You should have some kind of warranty I would think. In commercial, we usually have to provide at least one year and sometimes more. Has the contractor been paid in full?
Yes, we ave a 1 year builder's warranty..... And to be fair, they are getting people out here to look at things, and get them fixed, but My concern is, if they had an issue like this after less than two months, what other things are we going to find? I think we might have dodged a bullet with this one, but what if this had been a little less severe? It could have been something that we might have missed, and after years of not knowing it was there and not addressing it, we could have been looking at thousands of dollars in repairs for mold, rot, etc. It just shakes my confidence in the overall quality of the build.
You might consider hiring a good home inspector to give your place a going over, before your warranty expires.
@cdnlngld I'm still curious who the builder is. Drop the dime on them!

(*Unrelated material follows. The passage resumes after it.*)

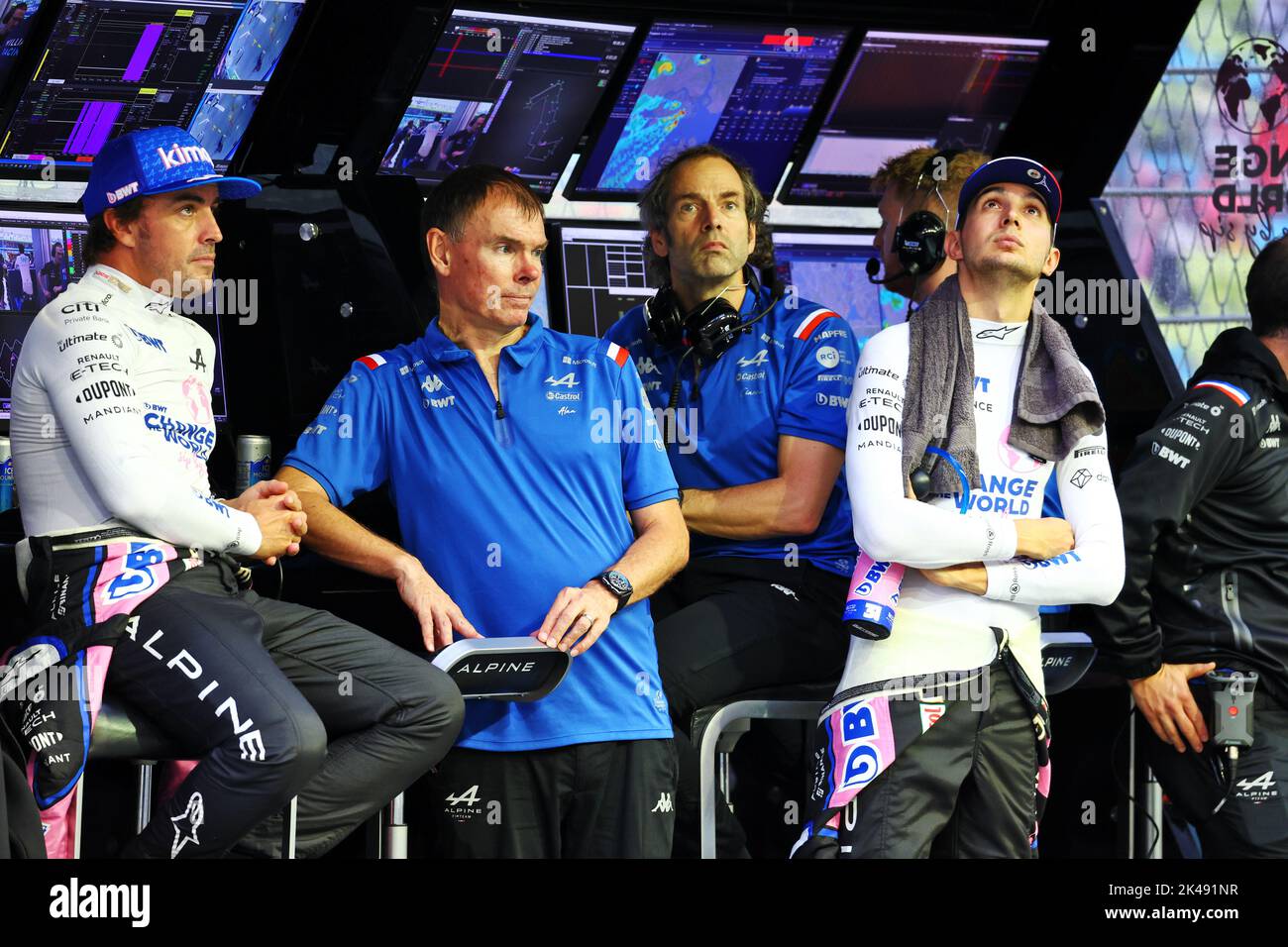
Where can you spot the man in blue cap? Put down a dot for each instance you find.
(111, 433)
(936, 741)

Unfortunately there is never a way to know unless you get a quality inspector to go through everything. I have a buddy in Ankeny that I would trust with all my home concerns. He's a great friend from church. It will cost a few hundred, but if you are worried I think this is the only way to ease your mind. Maybe you could get the builder to cover the cost. My guess is that they won't, they will say they have done what Chuck will do for you.
Yes I am strongly considering doing this. Just so we have an independent eye on things.
Are they out of Huxley by chance?
When we moved in to new construction we had a 3rd party inspector come out. They found a ton of ****. A ton of stupid lazy **** to be more precise.
Nope, based in the DSM area.
It doesn’t really matter who the builder is—it’s who the subcontractor was for any particular problem area that comes up. The framers are their own company. The roofers are subs. The finish carpenter isn’t an employee either. Each trade is independent and most builders are fishing from the same big pond. I’ve seen the same subs working on $500,000 homes and the a month later are banging out work on $200,000 spec homes. You’d think with the half million dollar home you’d get better quality. Maybe you are with materials—but the same joes are doing the work and if they suck or are lazy then it doesn’t matter.
But it is the responsibility of the contractor that hired them to ensure that their installations are completed to the quality that it should be.